La bahía humeante
Había escuchado hablar mucho de Reykjavik, de su vida nocturna, su energía, y de lo fácil que resultaba enamorarse de ella. Bueno, cuando la conocí me pareció que se había exagerado un poco.
No es que no me gustara, pero después de visitar Hellsinki o Copenhague, la capital de Islandia no me pareció más que un pueblo grande, eso sí muy cosmopolita e inquieto culturalmente.
A sus habitantes parece no importarle este hecho, creo que incluso se sienten orgullosos.
Aquellos vapores humeantes que provenían de las fuentes geotérmicas, han sido reconducidos y utilizados para fines modernos y ecológicamente supersostenibles, lo que es digno de la mayor alabanza.

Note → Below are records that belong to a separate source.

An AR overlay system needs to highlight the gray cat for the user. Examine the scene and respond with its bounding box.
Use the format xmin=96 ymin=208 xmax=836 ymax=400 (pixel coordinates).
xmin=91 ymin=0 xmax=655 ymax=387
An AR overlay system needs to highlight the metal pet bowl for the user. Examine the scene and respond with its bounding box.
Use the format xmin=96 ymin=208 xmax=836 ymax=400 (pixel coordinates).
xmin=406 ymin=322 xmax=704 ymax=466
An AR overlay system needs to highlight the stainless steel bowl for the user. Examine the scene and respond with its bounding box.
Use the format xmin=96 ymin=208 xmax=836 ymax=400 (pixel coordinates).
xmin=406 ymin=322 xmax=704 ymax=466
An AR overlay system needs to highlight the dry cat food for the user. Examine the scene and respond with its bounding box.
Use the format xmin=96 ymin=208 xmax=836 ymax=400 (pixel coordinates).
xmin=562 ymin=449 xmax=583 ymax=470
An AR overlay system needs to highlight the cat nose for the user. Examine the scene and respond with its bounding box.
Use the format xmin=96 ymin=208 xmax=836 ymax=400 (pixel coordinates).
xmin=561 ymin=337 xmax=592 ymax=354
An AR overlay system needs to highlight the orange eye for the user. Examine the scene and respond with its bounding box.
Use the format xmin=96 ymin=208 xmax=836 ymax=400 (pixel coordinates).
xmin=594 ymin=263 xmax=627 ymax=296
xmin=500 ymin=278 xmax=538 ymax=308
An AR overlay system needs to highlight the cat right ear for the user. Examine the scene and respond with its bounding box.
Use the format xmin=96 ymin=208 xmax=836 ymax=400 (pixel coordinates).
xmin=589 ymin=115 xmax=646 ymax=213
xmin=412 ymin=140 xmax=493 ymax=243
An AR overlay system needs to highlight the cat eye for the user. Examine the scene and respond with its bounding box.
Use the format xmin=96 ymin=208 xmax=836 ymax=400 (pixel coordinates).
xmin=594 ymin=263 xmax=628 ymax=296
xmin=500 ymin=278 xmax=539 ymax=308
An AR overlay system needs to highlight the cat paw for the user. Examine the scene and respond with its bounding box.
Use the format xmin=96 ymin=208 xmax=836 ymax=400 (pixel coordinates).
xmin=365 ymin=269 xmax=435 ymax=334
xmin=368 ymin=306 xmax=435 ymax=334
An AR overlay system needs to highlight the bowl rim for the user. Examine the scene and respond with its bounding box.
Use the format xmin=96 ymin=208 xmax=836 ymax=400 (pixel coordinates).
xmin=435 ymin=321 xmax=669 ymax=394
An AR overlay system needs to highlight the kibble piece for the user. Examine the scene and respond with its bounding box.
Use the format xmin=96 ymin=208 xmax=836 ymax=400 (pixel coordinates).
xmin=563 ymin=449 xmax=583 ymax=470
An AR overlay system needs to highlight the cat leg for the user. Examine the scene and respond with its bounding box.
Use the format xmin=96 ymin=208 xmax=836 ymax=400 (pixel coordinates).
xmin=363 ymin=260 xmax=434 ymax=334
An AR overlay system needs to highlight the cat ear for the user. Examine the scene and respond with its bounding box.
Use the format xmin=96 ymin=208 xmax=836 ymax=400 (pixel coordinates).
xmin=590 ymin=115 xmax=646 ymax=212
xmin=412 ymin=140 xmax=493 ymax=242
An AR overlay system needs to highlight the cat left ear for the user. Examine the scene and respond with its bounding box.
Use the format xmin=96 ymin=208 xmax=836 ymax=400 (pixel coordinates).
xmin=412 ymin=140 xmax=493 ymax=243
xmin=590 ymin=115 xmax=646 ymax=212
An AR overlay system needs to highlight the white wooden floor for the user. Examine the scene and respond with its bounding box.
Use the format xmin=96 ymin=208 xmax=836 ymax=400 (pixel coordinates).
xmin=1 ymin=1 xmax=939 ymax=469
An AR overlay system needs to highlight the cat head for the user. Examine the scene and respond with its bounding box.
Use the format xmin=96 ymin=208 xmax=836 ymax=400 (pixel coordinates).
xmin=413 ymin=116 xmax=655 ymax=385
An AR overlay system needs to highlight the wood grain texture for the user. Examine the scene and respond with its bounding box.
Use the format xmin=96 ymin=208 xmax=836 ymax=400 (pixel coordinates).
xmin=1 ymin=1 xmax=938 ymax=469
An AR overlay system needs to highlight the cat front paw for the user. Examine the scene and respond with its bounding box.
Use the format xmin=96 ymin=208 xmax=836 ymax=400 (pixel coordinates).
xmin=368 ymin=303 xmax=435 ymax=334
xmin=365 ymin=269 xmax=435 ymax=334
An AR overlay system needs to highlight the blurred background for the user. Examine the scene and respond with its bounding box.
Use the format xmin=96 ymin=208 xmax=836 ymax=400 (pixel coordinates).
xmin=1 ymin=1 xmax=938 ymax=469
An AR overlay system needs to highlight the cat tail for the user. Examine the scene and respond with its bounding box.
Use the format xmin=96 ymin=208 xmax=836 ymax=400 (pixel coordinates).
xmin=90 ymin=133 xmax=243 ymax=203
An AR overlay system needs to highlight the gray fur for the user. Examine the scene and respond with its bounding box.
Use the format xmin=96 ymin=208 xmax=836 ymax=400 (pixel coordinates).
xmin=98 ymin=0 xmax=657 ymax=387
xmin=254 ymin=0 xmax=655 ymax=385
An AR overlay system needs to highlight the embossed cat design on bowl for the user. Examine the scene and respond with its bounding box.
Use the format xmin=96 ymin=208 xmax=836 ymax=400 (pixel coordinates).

Ahora, aquella aldea que empezó a tener su lugar en el mundo a partir de 1750 con la creación de fábricas de textiles y curtido de lana y que en la II Guerra Mundial fue un lugar estratégico en el Hemisferio Norte, muestra hoy un centro histórico compacto, con varias calles comerciales como Laugavegur, otra de artistas de vanguardia.
Hay que tener en cuenta que dos terceras partes de los habitantes de Islandia viven aquí, y por tanto es un sitio de bastante ajetreo; a pesar de eso es tranquila, agradable y llena de rincones curiosos, como las casitas hechas con láminas de uralita y acero que se rodean de preciosos jardines, futuristas edificios que contrastan con el viejo parlamento o los restos de antiguos asentamientos vikingos, el puerto viejo con sus restaurantes y bares, la preciosa zona de Laugardalur con su Jardín Botánico o el lago Tjörnin.
Simplemente es delicioso el pasear por sus calles, curiosear en sus tiendas y parar de vez en cuando a sentir el latido de la capital más septentrional del mundo.